There are two ways to avoid the above problem. The first is just not to capture anything in coroutines. You can instead pass any necessary values to the coroutine as parameters, which will be copied into the coroutine frame and persist even if the lambda is destroyed. This is fine, but a bit redundant because it requires naming the capture twice, for instance:

void
do_n_things(int n)
{
  [](int n) -> Detached {   // Ok
    for (int i = 0; i < n; ++i)
      co_await thing();
  }(n);
}

The second and better option is to copy the lambda itself into the coroutine by means of the versatile C++23 deducing this feature. Briefly, deducing this allows a method to get its object explicitly as the first argument, rather than implicitly through the this keyword. To use the feature, you must tag the first parameter of a method with the keyword this, which tells the compiler to use that parameter (by convention often called self) as the object. Note that while an implicit this is a pointer, an explicit this parameter has reference semantics, making it possible to infer whether the object is an lvalue or rvalue.

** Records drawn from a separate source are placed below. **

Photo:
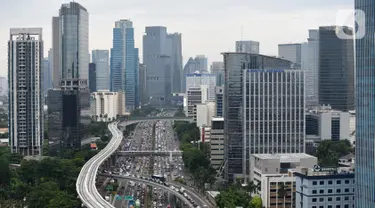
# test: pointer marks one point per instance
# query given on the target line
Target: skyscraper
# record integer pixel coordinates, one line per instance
(175, 52)
(247, 46)
(92, 77)
(124, 58)
(234, 65)
(74, 41)
(101, 60)
(158, 65)
(25, 54)
(312, 71)
(291, 52)
(70, 34)
(336, 68)
(365, 107)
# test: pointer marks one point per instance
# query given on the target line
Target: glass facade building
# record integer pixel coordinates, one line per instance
(365, 108)
(101, 60)
(336, 68)
(124, 63)
(234, 65)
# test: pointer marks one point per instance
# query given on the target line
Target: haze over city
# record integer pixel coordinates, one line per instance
(208, 27)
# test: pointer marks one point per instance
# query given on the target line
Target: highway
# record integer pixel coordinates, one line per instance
(85, 184)
(154, 184)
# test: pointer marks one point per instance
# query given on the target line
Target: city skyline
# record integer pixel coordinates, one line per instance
(197, 24)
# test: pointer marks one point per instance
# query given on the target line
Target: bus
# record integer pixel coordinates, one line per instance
(158, 177)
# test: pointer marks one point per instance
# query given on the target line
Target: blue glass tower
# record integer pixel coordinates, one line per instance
(124, 62)
(365, 107)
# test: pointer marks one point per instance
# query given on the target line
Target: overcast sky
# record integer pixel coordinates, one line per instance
(207, 26)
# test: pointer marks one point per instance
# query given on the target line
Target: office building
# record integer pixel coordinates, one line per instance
(197, 79)
(273, 171)
(124, 62)
(247, 46)
(3, 86)
(217, 142)
(274, 112)
(205, 112)
(324, 187)
(312, 71)
(336, 68)
(25, 72)
(175, 52)
(234, 66)
(194, 96)
(143, 84)
(365, 108)
(64, 113)
(291, 52)
(107, 106)
(92, 77)
(158, 64)
(101, 60)
(189, 68)
(217, 68)
(201, 64)
(70, 39)
(219, 101)
(326, 124)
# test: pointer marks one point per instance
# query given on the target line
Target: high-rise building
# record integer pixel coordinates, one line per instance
(291, 52)
(25, 72)
(189, 68)
(273, 112)
(56, 52)
(174, 50)
(158, 63)
(197, 79)
(92, 77)
(101, 60)
(365, 106)
(201, 64)
(234, 65)
(64, 113)
(73, 41)
(143, 84)
(247, 46)
(70, 38)
(312, 70)
(124, 66)
(336, 68)
(3, 86)
(217, 68)
(219, 101)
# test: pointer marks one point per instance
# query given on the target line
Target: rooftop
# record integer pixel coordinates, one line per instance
(284, 158)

As an example, in the code below, calling substr() on an object of type DerivedString returns a DerivedString, not a BaseString, because BaseString::substr deduces the type of this as DerivedString:

struct BaseString {
   //...
   template<typename Self>
   Self substr(this const Self &self, size_t pos,
               size_t count = Self::npos)
   {
     if (count == Self::npos)
       count = self.size() - pos;
     return Self(self.begin() + pos, self.begin() + pos + count);
   }
};

struct DerivedString : BaseString {
  //...
  using BaseString::BaseString;
};

The this argument is almost always passed by reference, often as a forwarding reference (this auto &&self). However, C++ doesn’t require that it be a reference. You can also copy an object into a method by passing this by value—which is especially useful in the case of preserving lambda captures:

void
do_n_things(int n)
{
  [n](this auto) -> Detached { // OK because this is not a reference
    for (int i = 0; i < n; ++i)
      co_await thing();
  }();
}

The parameter (this auto) causes the lambda object to be passed by value into the coroutine frame. The lambda captures (including values and references) become part of the coroutine’s state, extending their lifetime to match the coroutine’s lifetime. That means avoiding MVC is as simple as adding an unnamed (this auto) argument to any unnamed lambda coroutine with captures!

One final thing to point out is that when you define a lambda within a method, the this argument to the lambda refers to the lambda, while a this capture refers to the object. It’s perfectly reasonable for a lambda to capture a this argument—when captured by reference, it’s the easiest way to define a recursive lambda. However, on occasion one of my coworkers has seen internal compiler errors from capturing both this arguments, as in [this](this auto) { /* ... */ }(). An easy workaround is just to rename the captured this to self, as in [&self = *this](this auto) { /* ... */ }(), at which point you access the object as self.field_ or self.method().